Potrei cominciare a ruminare rispetto all’evento anche per parecchie ore al giorno, persino per tutto il tempo in cui sono sveglio.
È così che si genera un secondo tipo di sofferenza, quella patologica, che a partire da un aspetto nevrotico relativo a un pensiero ossessivo-compulsivo che prende il sopravvento sulla consapevolezza, può sfociare in un assetto mentale caratterizzato dalla depressione.
Cerchiamo di capire meglio la questione.
La nostra sofferenza, in gran parte, non deriva da quello che ci capita nella vita, ma da come percepiamo, gestiamo e viviamo gli eventi che ci accadono.
Il modo in cui viviamo un evento, più o meno stressante, ha a che fare con la seconda freccia, che è evitabile e che nella maggior parte dei casi costituisce la maggior parte della sofferenza.
È per questo che bisogna lavorare sull’accettazione.
Accettare significa non rimanere all’interno di un pensiero che cerca di respingere e negare la realtà in modo tanto compulsivo quanto inefficace e inutile, del tutto impotente.
Il vero potere mentale, come dice Ekhart Tolle, risiede nella non reazione. Il vero potere mentale è non reagire nel senso del pensiero, essere capaci di non attivare una ruminazione dolorosa del pensiero, quel logorio incessante che ci rode dall’interno senza condurci da nessuna parte.
La via della consapevolezza: essere presenti a sé stessi
Il modo per soffrire il meno possibile è quello di stare a contatto con la sofferenza (prima freccia), percependola per quello che è. Il rischio, infatti, è che la reazione mentale alla sofferenza si incanali all’interno di una dinamica melodrammatica.
Quando manca consapevolezza, quando non c’è uno spazio tra noi stessi e il pensiero tanto che ci identifichiamo in esso, allora il pensiero reagisce all’elemento stressante creando il dramma e il melodramma, una versione mistificata degli eventi.
La situazione viene vista in modo parziale, si perde la capacità di valutare le cose nel loro insieme, da un punto di vista globale e unitario.
Per tornare a quanto espresso nella preghiera della serenità utilizzata nei gruppi di auto-aiuto: va bene cercare di modificare una situazione che ci va stretta, tentare di cambiare quello che ci fa stare male e sul quale abbiamo potere di intervento.
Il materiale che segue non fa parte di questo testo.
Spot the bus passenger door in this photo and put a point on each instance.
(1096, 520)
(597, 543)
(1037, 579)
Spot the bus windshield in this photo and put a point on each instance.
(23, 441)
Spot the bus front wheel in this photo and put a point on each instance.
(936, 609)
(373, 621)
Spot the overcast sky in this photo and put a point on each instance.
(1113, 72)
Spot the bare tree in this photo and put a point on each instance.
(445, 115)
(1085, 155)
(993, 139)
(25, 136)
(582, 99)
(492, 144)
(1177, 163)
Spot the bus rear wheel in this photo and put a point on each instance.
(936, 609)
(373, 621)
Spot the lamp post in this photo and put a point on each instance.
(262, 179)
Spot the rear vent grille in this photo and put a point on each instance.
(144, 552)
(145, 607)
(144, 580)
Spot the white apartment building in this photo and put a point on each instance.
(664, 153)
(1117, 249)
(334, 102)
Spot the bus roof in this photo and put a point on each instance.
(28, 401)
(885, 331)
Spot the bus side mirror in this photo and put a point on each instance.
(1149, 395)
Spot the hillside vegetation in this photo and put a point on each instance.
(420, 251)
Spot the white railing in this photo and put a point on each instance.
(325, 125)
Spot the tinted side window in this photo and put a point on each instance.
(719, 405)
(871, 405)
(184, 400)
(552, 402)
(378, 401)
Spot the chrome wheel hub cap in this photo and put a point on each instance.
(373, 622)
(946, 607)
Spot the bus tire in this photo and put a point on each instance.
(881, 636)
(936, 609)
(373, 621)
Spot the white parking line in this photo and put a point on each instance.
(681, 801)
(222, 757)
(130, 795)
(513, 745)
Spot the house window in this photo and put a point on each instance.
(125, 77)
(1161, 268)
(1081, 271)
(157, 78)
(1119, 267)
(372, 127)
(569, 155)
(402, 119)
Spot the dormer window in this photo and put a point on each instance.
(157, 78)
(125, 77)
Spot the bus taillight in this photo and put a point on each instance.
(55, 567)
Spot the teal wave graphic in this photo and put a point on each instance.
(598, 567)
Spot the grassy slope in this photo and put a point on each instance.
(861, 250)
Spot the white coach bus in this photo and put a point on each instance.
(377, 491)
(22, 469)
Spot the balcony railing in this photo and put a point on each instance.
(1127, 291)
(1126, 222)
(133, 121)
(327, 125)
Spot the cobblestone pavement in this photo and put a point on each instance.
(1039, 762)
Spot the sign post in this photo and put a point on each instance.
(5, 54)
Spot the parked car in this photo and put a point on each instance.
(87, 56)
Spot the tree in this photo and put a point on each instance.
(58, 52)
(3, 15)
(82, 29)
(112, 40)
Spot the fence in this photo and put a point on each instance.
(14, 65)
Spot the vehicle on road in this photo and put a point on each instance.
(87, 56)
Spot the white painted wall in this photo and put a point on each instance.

Se ho una malattia, è del tutto normale che cercherò di curarmi nel modo migliore che trovo. Se vengo aggredito, cercherò di difendermi. Se perdo il lavoro, mi attiverò per cercare qualcos’altro per poter mantenere me stesso e la mia famiglia.
Ma ci sono alcuni aspetti, ci sono alcune situazioni sulle quali non abbiamo nessun controllo, nessun potere. In quei casi, è molto meglio saper accettare, ma non con rassegnazione passiva. Piuttosto con il potere della consapevolezza che ci consente di non generare pensieri distorti, ruminanti e melodrammatici, i quali costituiscono il 90% della sofferenza, che può essere evitata.
Per fare questo, è importante sviluppare quella che in psicoanalisi è chiamata consapevolezza. L’analista accompagna il paziente e lo aiuta a non cadere all’interno di questo meccanismo perverso fatto di nevrosi mentali ossessive e deleterie.
Gli stessi risultati possono essere ottenuti nell’ambito di un percorso di psicoterapia cognitivo-comportamentale, nel corso del quale il terapeuta aiuta il paziente a mantenere una buona igiene mentale, evitando di lasciarsi andare a pensieri ripetitivi.
Nell’ambito delle pratiche di meditazione associate al buddhismo e alla nuova coscienza emergente, invece, si insegna la non reazione, che viene definita presenza. Se si è presenti a sé stessi, nel qui e ora, si riesce ad avere un maggior controllo sulla propria mente, impedendo che il pensiero prenda il sopravvento.
Allo stesso modo, un terapeuta man mano che diventa esperto, deve essere sempre più in grado di leggere dinamiche mentali trasversali a vari orientamenti, scuole di pensiero e approcci, poiché quelli che abbiamo elencato sono tutti modi diversi di dire sempre la stessa cosa.
La via per imparare a soffrire meno è lavorare su sé stessi e prendere consapevolezza.